How I became the story and why the Right is wrong

12 April 2012

There's an old maxim among journalists that you shouldn't let yourself become the story.

As the Evening Standard's long-serving comment editor, I'm mostly happy to commission others to write on these pages and let them take both plaudits and flak.

But when I find that not only have I become the story, in the row over Labour's immigration policy, but that my views have been twisted out of all recognition, I have to respond.

I wrote here last Friday that, in the wake of the Nick Griffin row, we had to be honest about immigration and the benefits it has brought.

I also wrote of my disappointment that ministers have shied away from this debate, a point I illustrated with an account of the shift in immigration policy almost a decade a go.

As a ministerial speechwriter in a former career, in 2000 I penned a key speech for the then immigration minister Barbara Roche, which mooted changes to make it easier for skilled workers to come to the UK.

That was based on a sensitive report on migration by the Prime Minister's Performance and Innovation Unit.

Multiculturalism was not the primary point of the report or the speech. The main goal was to allow in more migrant workers at a point when - hard as it is to imagine now - the booming economy was running up against skills shortages.

But my sense from several discussions was there was also a subsidiary political purpose to it - boosting diversity and undermining the Right's opposition to multiculturalism.

I was not comfortable with that. But it wasn't the main point at issue.

Somehow this has become distorted by excitable Right-wing newspaper columnists into being a "plot" to make Britain multicultural.

There was no plot. I've worked closely with Ms Roche and Jack Straw and they are both decent, honourable people whom I respect (not something I'd say for many politicians).

What's more, both were robust on immigration when they needed to be: Straw had driven through a tough Immigration and Asylum Act in 1999 and Roche had braved particularly cruel flak from the Left over asylum seekers.

Rather, my sense was that the nervousness came primarily from No 10.

According to my notes of one meeting in mid-July 2000, held at the PIU's offices in Admiralty Arch, there was a debate about whether the report should be published by the PIU or by the Home Office: the PIU didn't think the Prime Minister wanted his "prints" on it.

From Tony Blair, the man who took us to war in Iraq on a lie - and who later fired the faithful Roche on a whim, months before she lost her seat thanks to the war - I don't find that particularly surprising.

Perhaps the lesson of this row is just how hard it still is to have any sensible debate about immigration.

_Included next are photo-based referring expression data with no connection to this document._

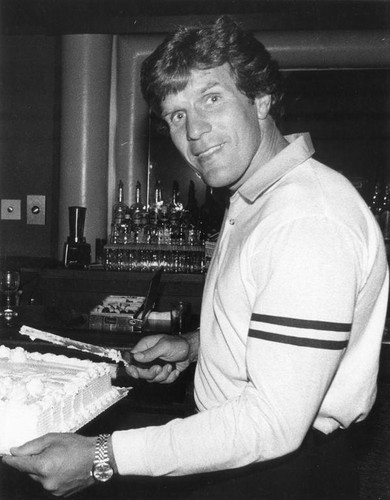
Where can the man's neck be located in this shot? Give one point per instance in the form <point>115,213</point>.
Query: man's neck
<point>272,142</point>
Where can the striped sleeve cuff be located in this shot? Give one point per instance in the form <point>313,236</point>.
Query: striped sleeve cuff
<point>300,332</point>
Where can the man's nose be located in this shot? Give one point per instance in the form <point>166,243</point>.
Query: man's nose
<point>197,125</point>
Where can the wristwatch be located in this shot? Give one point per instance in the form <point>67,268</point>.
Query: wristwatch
<point>102,469</point>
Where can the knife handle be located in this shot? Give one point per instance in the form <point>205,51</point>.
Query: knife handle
<point>149,364</point>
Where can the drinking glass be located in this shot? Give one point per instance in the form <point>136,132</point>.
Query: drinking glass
<point>9,285</point>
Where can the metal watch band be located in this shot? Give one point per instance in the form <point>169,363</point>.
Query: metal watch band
<point>101,448</point>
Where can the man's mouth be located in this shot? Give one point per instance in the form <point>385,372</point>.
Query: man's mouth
<point>208,152</point>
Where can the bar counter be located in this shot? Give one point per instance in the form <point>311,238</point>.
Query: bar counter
<point>146,404</point>
<point>154,404</point>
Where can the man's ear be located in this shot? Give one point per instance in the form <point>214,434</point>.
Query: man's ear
<point>263,105</point>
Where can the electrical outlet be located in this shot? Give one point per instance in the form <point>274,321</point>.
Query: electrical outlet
<point>10,209</point>
<point>36,209</point>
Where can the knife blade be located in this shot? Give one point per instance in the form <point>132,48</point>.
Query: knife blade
<point>104,352</point>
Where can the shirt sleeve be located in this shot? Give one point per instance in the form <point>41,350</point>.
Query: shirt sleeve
<point>306,279</point>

The Right see plots everywhere and will hyperventilate at the drop of a chapati: to judge by some of the rubbish published in the past few days, it's frankly not hard to see why ministers were nervous.

The Left, however, will immediately accuse anyone who raises immigration as an issue as "playing the race card" - as the Government has on several occasions over the past decade.

Both sides need to grow up. A diverse society that welcomes immigrants works.

We've got one right here in London. Why is that so hard to discuss?